At a meeting with PCFF at his central London office, Tony Blair, the former Prime Minister and Special Envoy on the Middle East, stressed the importance of grassroots reconciliation initiatives like the Bereaved Families Forum.

‘One of the things about conflicts like this one is that each side doesn’t always see the pain of the other side. It’s important for both sides to understand that it’s a shared experience, not a unique one, that you can begin to make sense of things,’ he said.

He was optimistic about the role of ‘real people’ as well as politicians from both sides working cooperatively together. He said he had found that in the Northern Ireland peace negotiations these voices became increasingly important as the negotiations progressed.

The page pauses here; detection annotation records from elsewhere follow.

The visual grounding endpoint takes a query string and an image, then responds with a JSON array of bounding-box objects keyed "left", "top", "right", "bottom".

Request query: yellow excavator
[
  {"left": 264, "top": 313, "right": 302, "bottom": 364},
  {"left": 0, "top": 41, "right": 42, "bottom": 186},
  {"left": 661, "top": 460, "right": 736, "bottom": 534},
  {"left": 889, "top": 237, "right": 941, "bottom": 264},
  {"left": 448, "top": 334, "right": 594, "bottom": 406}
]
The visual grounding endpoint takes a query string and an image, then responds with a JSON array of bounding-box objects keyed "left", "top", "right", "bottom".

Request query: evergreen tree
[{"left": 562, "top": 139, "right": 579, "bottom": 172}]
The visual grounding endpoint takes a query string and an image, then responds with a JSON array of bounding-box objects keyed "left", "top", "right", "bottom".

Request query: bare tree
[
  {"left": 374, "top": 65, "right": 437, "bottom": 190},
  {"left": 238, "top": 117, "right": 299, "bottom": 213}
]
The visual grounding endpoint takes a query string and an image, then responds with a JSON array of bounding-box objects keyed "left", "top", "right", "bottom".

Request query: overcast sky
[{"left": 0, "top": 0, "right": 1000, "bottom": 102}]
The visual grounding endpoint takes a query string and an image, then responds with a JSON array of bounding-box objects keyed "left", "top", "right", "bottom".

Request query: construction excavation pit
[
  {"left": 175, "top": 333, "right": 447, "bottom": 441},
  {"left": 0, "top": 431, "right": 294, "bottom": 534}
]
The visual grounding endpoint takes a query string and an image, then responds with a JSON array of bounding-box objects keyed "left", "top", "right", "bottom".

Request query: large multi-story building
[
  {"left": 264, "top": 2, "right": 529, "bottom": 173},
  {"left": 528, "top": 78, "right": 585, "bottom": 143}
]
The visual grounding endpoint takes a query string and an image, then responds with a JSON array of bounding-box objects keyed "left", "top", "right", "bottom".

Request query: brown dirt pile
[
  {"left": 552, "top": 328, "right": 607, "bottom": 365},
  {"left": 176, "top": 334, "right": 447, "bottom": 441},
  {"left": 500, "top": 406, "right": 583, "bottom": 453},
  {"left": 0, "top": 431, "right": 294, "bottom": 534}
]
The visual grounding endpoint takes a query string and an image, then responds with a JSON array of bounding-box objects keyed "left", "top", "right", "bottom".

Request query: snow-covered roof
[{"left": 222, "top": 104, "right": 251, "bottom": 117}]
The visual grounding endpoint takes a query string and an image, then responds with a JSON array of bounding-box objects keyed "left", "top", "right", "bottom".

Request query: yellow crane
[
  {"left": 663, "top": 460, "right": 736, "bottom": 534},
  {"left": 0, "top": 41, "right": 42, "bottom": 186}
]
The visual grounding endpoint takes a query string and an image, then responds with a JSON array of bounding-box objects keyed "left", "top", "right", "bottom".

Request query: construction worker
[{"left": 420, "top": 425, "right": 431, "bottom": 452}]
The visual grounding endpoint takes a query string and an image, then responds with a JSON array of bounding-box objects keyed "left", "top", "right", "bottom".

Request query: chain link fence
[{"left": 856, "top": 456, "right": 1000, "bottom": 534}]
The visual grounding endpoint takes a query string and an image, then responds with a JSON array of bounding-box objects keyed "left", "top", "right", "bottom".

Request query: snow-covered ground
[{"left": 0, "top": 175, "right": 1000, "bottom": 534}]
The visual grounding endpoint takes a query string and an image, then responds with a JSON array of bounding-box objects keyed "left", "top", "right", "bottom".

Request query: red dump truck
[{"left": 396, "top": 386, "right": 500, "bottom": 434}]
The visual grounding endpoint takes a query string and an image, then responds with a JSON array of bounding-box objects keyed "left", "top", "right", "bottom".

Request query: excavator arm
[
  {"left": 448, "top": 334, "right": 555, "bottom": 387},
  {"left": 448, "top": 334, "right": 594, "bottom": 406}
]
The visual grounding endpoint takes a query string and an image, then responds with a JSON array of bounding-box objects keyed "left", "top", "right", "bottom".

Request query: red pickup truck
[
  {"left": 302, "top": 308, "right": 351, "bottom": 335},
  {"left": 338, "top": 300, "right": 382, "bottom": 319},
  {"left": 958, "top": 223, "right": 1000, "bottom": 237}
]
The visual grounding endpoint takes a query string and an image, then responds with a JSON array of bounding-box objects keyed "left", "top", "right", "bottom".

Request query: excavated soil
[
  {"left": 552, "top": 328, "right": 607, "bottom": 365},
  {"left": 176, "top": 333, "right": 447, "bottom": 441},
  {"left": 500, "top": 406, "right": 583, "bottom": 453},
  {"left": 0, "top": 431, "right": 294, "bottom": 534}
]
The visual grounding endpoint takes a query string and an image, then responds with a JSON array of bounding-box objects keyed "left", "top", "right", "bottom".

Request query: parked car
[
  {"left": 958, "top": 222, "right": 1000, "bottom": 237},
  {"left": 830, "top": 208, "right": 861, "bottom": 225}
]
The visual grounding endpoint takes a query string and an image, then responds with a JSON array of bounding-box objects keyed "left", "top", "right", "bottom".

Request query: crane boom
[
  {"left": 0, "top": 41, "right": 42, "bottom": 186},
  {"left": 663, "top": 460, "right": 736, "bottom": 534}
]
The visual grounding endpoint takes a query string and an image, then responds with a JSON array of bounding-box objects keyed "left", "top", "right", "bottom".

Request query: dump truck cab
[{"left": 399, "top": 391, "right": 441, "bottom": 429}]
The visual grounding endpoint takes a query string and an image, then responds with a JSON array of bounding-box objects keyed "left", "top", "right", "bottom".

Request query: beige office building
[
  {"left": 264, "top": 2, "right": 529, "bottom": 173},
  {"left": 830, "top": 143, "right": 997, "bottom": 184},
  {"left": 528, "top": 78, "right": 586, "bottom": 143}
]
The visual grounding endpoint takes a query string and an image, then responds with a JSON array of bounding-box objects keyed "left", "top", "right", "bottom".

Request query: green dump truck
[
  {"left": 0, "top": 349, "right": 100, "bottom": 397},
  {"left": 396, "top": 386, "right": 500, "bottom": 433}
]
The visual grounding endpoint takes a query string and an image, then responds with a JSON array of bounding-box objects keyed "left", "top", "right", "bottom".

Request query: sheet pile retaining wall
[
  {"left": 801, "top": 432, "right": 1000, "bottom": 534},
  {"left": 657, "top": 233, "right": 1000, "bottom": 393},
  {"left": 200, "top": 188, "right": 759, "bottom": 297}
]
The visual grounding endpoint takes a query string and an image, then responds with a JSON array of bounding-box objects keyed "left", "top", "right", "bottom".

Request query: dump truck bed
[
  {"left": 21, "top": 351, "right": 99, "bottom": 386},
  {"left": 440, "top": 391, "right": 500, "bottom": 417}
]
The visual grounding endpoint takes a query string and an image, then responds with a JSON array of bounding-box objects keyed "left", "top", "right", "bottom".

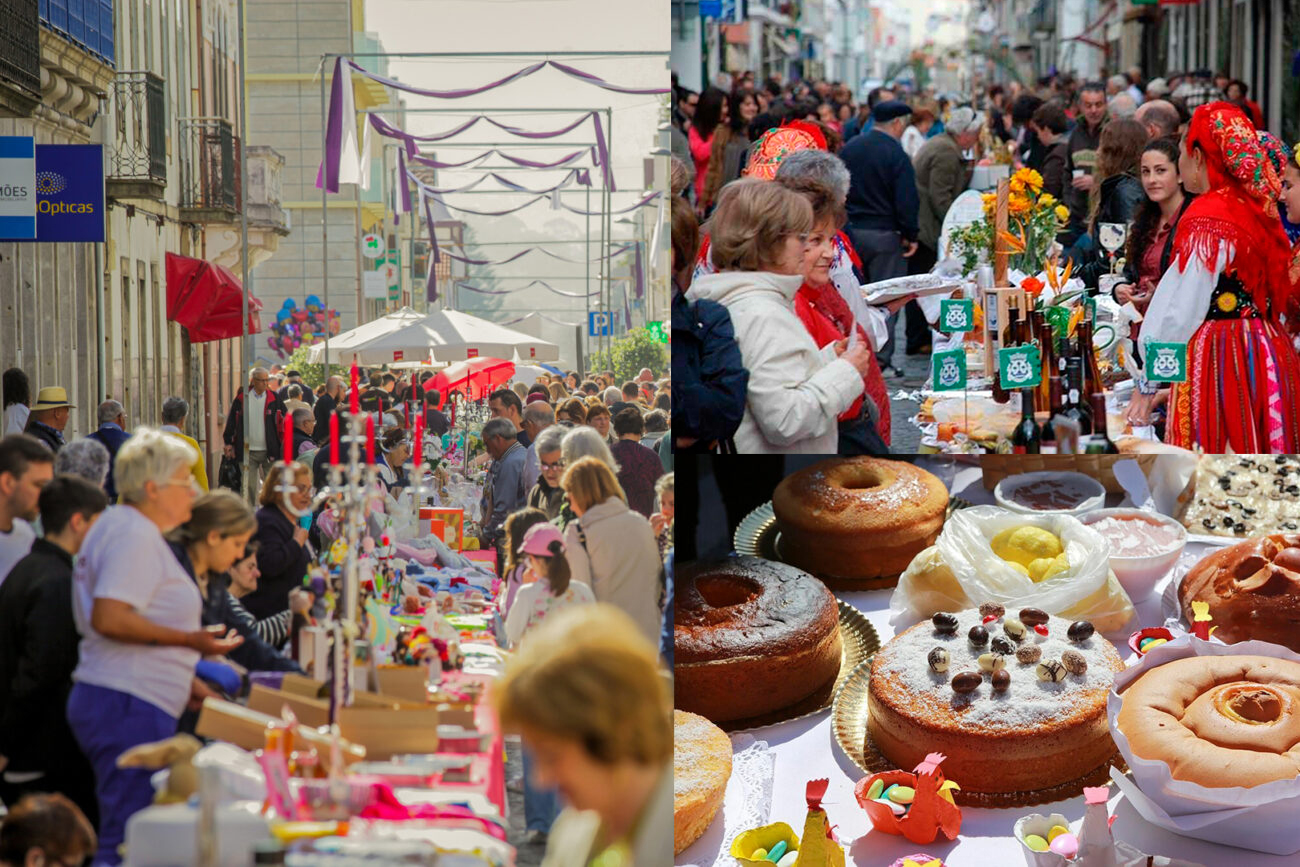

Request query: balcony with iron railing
[
  {"left": 179, "top": 117, "right": 241, "bottom": 222},
  {"left": 105, "top": 71, "right": 166, "bottom": 201}
]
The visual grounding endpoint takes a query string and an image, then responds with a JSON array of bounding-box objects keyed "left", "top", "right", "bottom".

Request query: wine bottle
[
  {"left": 1035, "top": 311, "right": 1057, "bottom": 412},
  {"left": 989, "top": 294, "right": 1021, "bottom": 403},
  {"left": 1084, "top": 394, "right": 1119, "bottom": 455},
  {"left": 1079, "top": 316, "right": 1106, "bottom": 400},
  {"left": 1061, "top": 356, "right": 1092, "bottom": 438},
  {"left": 1011, "top": 391, "right": 1043, "bottom": 455},
  {"left": 1039, "top": 373, "right": 1061, "bottom": 455}
]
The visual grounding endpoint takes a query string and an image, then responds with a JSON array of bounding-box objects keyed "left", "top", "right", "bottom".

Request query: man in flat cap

Speaking about his encounters with bereaved families in Northern Ireland, Israel and Palestine, he said: ‘You sit in a room with these people and think they really could have a future together. People need to know there are real people not simply politicians involved.’

Robi Damelin said after the meeting: ‘We are grateful to Tony Blair for meeting us and welcomed the opportunity to talk to him about the important role reconciliation should play as part of any future peace agreement in Israel/Palestine’.

‘Israelis and Palestinians have been killing each other for more than 100 years but the armed struggle doesn’t work,’ said Bassam Aramin. ‘It is important not to take sides in the conflict but to be pro-justice and pro-solution.’

Mr Blair said that although the peace talks were ‘tough’ he maintained hope. He praised US Secretary of State John Kerry for his tenacity in helping to keep the talks going. He said it was in the interest of both sides to have peace with their neighbours and that Israelis and Palestinians had shared aspirations to achieve.